Fahranfänger verdoppeln Kosten für Kfz-Police

Berlin, den 20. Juli 2017 – Besonders junge Fahranfänger müssen bei der Kfz-Versicherung tief in die Tasche greifen. Das trifft auch Eltern, die ihre Kinder als Zweitfahrer angeben. Wie eine Auswertung des Vergleichsportals TopTarif zeigt, verteuert sich die Versicherungsprämie im Schnitt auf mehr als das Doppelte, wenn junge Fahrer mitversichert sind. Mit einfachen Maßnahmen lassen sich die Versicherungskosten jedoch reduzieren.
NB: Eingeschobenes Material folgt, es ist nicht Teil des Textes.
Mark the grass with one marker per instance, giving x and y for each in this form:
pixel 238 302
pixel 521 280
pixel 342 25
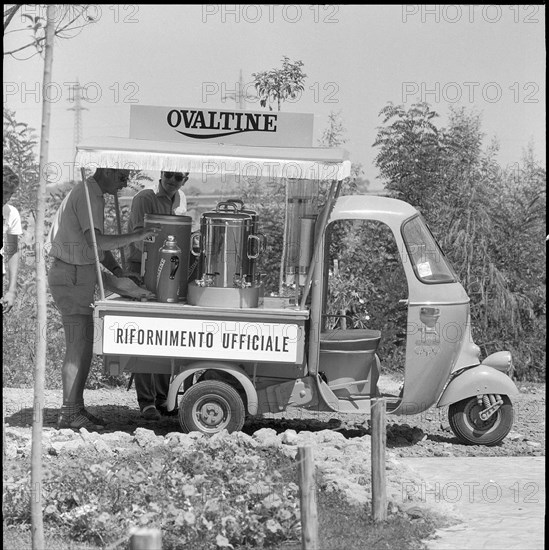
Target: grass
pixel 342 526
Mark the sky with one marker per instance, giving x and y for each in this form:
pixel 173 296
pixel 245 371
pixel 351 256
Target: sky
pixel 486 58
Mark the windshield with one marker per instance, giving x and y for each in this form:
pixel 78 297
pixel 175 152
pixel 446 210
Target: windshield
pixel 428 260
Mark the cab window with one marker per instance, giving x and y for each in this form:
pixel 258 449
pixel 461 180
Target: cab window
pixel 428 260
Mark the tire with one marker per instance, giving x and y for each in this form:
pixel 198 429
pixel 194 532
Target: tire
pixel 470 429
pixel 211 406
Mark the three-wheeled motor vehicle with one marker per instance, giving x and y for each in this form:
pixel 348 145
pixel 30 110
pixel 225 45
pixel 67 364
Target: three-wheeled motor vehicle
pixel 233 349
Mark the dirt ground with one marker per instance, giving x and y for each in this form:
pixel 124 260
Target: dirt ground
pixel 425 434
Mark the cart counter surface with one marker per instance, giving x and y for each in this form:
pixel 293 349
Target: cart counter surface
pixel 273 332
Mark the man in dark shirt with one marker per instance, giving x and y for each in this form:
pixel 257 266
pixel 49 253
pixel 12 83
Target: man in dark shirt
pixel 168 199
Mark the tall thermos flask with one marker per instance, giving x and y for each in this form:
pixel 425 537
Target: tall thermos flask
pixel 168 274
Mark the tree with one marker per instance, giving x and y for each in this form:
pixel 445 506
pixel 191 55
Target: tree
pixel 68 20
pixel 278 85
pixel 477 210
pixel 59 19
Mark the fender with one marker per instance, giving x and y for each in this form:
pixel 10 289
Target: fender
pixel 476 381
pixel 229 368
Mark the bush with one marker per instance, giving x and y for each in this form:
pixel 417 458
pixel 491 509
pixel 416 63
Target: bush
pixel 222 492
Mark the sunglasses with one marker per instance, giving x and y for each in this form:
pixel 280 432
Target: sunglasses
pixel 177 175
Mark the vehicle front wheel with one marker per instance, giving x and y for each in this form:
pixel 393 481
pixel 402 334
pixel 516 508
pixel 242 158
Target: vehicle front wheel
pixel 211 406
pixel 465 421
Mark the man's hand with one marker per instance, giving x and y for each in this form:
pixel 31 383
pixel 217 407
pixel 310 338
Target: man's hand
pixel 8 301
pixel 135 277
pixel 147 232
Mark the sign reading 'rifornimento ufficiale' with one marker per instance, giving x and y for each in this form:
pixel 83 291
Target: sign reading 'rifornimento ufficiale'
pixel 261 128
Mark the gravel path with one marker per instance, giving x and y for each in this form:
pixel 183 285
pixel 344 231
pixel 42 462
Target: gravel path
pixel 341 443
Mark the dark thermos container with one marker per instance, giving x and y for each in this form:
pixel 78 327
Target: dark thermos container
pixel 168 276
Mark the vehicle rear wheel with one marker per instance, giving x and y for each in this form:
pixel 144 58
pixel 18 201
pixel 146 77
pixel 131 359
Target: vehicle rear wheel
pixel 465 421
pixel 211 406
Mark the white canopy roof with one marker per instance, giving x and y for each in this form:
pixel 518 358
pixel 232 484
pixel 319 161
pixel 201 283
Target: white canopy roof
pixel 215 158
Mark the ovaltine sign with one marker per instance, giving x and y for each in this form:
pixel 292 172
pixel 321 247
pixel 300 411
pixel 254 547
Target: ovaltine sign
pixel 262 128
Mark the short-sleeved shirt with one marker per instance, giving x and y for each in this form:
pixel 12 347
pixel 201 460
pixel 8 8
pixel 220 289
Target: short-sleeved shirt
pixel 11 225
pixel 149 201
pixel 66 239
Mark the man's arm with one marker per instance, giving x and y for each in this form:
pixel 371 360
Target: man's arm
pixel 109 261
pixel 112 242
pixel 141 205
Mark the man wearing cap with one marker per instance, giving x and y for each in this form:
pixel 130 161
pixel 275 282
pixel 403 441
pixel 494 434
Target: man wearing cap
pixel 168 199
pixel 72 278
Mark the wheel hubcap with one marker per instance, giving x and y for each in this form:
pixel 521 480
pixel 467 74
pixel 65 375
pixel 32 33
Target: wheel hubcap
pixel 212 413
pixel 472 414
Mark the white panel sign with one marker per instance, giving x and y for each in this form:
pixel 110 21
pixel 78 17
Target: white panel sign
pixel 259 128
pixel 200 338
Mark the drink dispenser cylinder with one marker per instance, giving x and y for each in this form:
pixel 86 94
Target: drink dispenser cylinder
pixel 306 238
pixel 300 202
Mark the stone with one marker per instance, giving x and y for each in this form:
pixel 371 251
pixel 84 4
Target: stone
pixel 101 446
pixel 117 437
pixel 289 437
pixel 62 447
pixel 147 438
pixel 267 437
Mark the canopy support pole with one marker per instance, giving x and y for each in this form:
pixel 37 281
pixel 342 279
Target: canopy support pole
pixel 327 210
pixel 119 227
pixel 94 241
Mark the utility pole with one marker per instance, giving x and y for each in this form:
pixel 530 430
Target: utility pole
pixel 77 99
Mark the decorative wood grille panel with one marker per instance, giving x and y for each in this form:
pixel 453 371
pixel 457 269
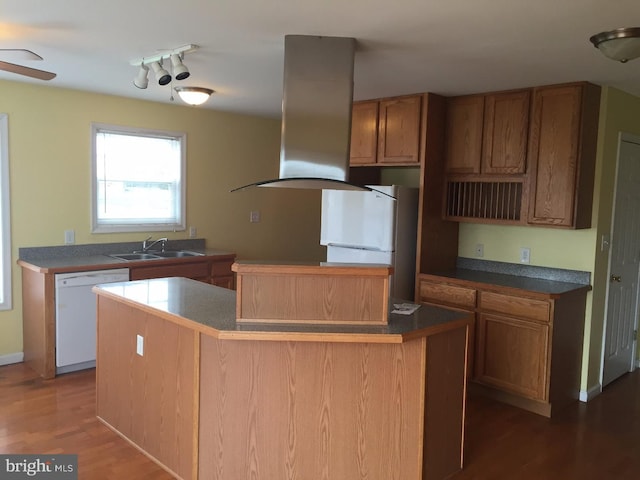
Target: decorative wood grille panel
pixel 484 200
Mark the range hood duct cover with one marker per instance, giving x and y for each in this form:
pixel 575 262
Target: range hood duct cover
pixel 316 114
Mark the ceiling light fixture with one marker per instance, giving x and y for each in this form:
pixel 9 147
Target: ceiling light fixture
pixel 180 72
pixel 142 79
pixel 161 74
pixel 622 44
pixel 194 95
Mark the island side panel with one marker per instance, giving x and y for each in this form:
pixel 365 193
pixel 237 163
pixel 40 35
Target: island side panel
pixel 38 320
pixel 298 410
pixel 445 400
pixel 148 399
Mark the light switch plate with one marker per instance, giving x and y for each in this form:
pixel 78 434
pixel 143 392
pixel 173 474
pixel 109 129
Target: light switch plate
pixel 140 345
pixel 69 237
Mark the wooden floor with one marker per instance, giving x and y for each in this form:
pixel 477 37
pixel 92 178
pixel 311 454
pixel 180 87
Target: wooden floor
pixel 599 440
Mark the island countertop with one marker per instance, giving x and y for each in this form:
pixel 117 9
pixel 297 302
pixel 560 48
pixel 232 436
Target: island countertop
pixel 212 311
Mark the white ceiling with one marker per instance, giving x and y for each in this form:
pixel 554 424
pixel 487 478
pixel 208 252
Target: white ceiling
pixel 450 47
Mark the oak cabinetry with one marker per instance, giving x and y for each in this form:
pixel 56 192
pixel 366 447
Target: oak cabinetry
pixel 523 157
pixel 527 346
pixel 386 132
pixel 464 119
pixel 506 126
pixel 513 344
pixel 364 133
pixel 562 150
pixel 487 134
pixel 38 296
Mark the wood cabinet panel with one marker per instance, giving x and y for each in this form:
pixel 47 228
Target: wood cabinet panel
pixel 399 130
pixel 505 133
pixel 463 135
pixel 512 354
pixel 515 306
pixel 364 133
pixel 562 154
pixel 152 405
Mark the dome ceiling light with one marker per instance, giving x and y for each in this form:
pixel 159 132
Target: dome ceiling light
pixel 622 44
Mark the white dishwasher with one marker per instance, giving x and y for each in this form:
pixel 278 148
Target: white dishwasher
pixel 76 316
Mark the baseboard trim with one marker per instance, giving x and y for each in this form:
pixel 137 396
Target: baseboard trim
pixel 11 358
pixel 590 394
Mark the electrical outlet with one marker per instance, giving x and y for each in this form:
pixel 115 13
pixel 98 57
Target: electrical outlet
pixel 140 345
pixel 69 237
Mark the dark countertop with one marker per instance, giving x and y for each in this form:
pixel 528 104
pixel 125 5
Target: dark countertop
pixel 212 310
pixel 104 261
pixel 518 283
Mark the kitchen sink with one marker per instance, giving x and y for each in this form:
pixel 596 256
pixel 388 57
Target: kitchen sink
pixel 155 255
pixel 177 254
pixel 135 256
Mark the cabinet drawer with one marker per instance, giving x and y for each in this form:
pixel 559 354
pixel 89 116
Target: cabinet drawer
pixel 516 306
pixel 221 268
pixel 447 294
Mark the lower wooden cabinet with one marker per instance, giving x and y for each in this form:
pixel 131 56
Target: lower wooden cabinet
pixel 527 349
pixel 511 354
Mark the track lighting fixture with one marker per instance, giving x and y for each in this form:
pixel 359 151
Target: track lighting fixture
pixel 180 72
pixel 142 79
pixel 161 74
pixel 190 95
pixel 194 95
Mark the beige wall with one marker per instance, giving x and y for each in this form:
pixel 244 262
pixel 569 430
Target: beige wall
pixel 49 155
pixel 572 249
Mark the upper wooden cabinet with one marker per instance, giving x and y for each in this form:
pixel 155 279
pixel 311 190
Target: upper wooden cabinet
pixel 386 132
pixel 506 129
pixel 364 133
pixel 562 150
pixel 487 134
pixel 523 157
pixel 464 120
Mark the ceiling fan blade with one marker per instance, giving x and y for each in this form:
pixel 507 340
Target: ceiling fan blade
pixel 29 72
pixel 18 54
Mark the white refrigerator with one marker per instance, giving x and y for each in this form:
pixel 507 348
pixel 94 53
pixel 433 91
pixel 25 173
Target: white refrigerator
pixel 371 227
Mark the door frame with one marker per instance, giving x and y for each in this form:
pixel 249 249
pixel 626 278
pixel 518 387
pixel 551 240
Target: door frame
pixel 622 137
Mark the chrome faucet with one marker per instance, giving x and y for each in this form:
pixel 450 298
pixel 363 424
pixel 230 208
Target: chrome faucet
pixel 146 246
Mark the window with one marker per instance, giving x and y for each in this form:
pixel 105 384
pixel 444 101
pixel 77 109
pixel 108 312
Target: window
pixel 5 237
pixel 138 179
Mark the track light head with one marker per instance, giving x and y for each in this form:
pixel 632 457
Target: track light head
pixel 161 74
pixel 142 78
pixel 180 72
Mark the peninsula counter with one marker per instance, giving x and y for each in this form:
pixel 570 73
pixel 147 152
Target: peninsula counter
pixel 210 398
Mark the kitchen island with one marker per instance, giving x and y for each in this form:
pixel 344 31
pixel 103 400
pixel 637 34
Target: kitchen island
pixel 211 398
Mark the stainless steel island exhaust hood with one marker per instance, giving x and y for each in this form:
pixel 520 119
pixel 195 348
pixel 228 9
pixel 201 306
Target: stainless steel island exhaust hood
pixel 316 114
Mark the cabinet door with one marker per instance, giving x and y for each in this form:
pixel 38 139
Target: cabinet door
pixel 512 354
pixel 364 133
pixel 399 130
pixel 464 123
pixel 554 151
pixel 506 130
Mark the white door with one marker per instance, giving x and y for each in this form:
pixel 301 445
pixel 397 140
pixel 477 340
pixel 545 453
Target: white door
pixel 624 267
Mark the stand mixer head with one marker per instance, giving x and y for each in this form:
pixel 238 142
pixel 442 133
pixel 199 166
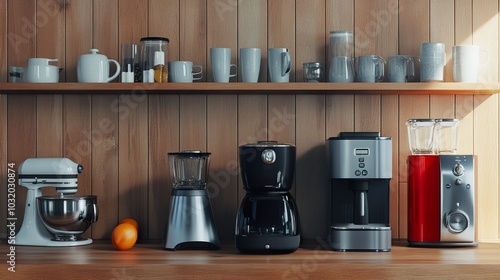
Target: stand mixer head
pixel 65 216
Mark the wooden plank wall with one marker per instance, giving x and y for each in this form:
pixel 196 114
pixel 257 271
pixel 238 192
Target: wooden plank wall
pixel 122 139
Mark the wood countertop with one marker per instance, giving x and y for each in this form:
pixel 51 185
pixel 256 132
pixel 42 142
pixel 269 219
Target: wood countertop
pixel 312 261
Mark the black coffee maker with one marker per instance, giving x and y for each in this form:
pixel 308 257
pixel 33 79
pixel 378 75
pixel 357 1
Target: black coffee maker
pixel 361 170
pixel 267 221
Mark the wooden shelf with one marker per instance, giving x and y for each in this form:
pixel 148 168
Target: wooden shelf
pixel 267 88
pixel 313 260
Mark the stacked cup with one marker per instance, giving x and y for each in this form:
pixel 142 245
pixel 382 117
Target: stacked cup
pixel 465 63
pixel 432 62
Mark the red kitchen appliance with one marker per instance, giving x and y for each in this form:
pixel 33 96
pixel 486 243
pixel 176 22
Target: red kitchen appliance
pixel 442 190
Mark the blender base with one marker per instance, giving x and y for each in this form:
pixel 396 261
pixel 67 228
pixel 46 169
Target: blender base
pixel 367 238
pixel 265 244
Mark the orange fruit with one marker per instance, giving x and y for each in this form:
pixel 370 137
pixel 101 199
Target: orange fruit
pixel 124 236
pixel 130 221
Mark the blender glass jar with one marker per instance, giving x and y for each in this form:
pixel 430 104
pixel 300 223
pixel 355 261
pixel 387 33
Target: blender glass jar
pixel 189 169
pixel 154 58
pixel 421 136
pixel 446 136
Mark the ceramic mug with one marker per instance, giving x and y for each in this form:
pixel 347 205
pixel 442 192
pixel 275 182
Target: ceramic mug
pixel 250 64
pixel 370 68
pixel 40 71
pixel 94 68
pixel 182 72
pixel 221 64
pixel 341 69
pixel 279 63
pixel 401 68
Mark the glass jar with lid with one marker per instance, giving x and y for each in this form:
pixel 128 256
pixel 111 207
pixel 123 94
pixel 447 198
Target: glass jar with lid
pixel 154 59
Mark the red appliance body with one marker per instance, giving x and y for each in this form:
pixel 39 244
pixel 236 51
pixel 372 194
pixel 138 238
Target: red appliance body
pixel 424 199
pixel 442 196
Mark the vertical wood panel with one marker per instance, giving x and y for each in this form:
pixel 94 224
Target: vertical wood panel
pixel 104 124
pixel 222 138
pixel 193 33
pixel 390 127
pixel 163 120
pixel 163 138
pixel 410 107
pixel 313 188
pixel 410 37
pixel 133 128
pixel 3 42
pixel 78 34
pixel 310 42
pixel 222 142
pixel 442 29
pixel 222 31
pixel 281 29
pixel 21 127
pixel 464 104
pixel 486 122
pixel 252 31
pixel 252 124
pixel 3 160
pixel 164 22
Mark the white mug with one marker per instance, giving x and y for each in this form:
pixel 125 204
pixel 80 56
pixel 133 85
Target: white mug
pixel 94 68
pixel 182 72
pixel 401 68
pixel 341 69
pixel 279 63
pixel 250 64
pixel 466 62
pixel 221 64
pixel 370 68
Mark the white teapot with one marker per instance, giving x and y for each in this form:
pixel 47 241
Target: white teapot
pixel 94 68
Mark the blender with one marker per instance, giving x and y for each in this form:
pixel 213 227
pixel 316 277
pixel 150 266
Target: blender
pixel 268 219
pixel 442 190
pixel 190 223
pixel 54 220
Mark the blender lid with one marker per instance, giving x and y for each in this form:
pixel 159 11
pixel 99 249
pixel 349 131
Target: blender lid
pixel 420 122
pixel 359 136
pixel 267 144
pixel 190 153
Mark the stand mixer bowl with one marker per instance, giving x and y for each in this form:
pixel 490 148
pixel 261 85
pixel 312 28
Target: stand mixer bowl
pixel 67 217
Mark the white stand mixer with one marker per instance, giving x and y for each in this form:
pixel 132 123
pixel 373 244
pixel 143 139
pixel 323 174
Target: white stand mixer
pixel 37 173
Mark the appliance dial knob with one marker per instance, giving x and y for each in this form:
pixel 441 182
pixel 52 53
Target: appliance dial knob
pixel 268 156
pixel 457 221
pixel 458 169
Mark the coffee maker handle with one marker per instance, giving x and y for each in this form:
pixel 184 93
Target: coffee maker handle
pixel 360 189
Alter der Fahranfänger entscheidend

Fahranfänger steigen mit der höchsten Schadenfreiheitsklasse „SF 0“ in die Kfz-Versicherung ein und zahlen bis zu 240 Prozent Beitragshöhe. Oft kommt dann noch ein Aufschlag wegen des erhöhten Unfallrisikos oben drauf. Günstiger als ein eigenes Auto ist es dann, wenn Eltern ihre Kinder als Zweitfahrer angeben. Doch auch hier ist das Alter entscheidend: In einem Modellfall zahlt ein 54-jähriger Familienvater für seine Vollkasko 688 Euro im Jahr. Versichert der Vater auch sein 18-jähriges Kind als Mitfahrer, verteuert sich die Police auf mehr als das Doppelte: Der Beitrag steigt auf rund 1.400 Euro. Bei einem 23-jährigen Mitfahrer steigt die Prämie hingegen um nur 16 Prozent auf 796 Euro. „Mit jedem Lebensjahr der Kinder sinken die jährlichen Kosten des Kfz-Beitrages erheblich. Weil die Versicherer ganz unterschiedliche Zuschläge für das Fahreralter verlangen, ist allerdings kein Tarif durchgehend am günstigsten. Daher sollten vor allem junge Fahrer und Eltern von Fahranfängern ihre Kfz-Versicherung jährlich unter die Lupe nehmen“, rät Dr. Arnd Schröder, Geschäftsführer des Vergleichsportals TopTarif.

Fahrpraxis zahlt sich aus

Nicht nur das Alter hat Auswirkungen auf die Versicherungskosten. Jugendliche, die beispielsweise durch das „Begleitete Fahren ab 17 Jahren“ schon Fahrpraxis gesammelt haben, werden von Versicherern mit niedrigeren Beiträgen belohnt. So zahlt der Familienvater für einen 18-jährigen Mitfahrer, der am Begleiteten Fahren teilgenommen hat, rund 1.290 Euro für die Kfz-Versicherung. Im Vergleich zu einem Fahranfänger ohne dieses Zusatzjahr sind das 16 Prozent Ersparnis. Auch Fahrsicherheitstrainings werden von manchen Versicherungen bei der Prämienberechnung positiv berücksichtigt.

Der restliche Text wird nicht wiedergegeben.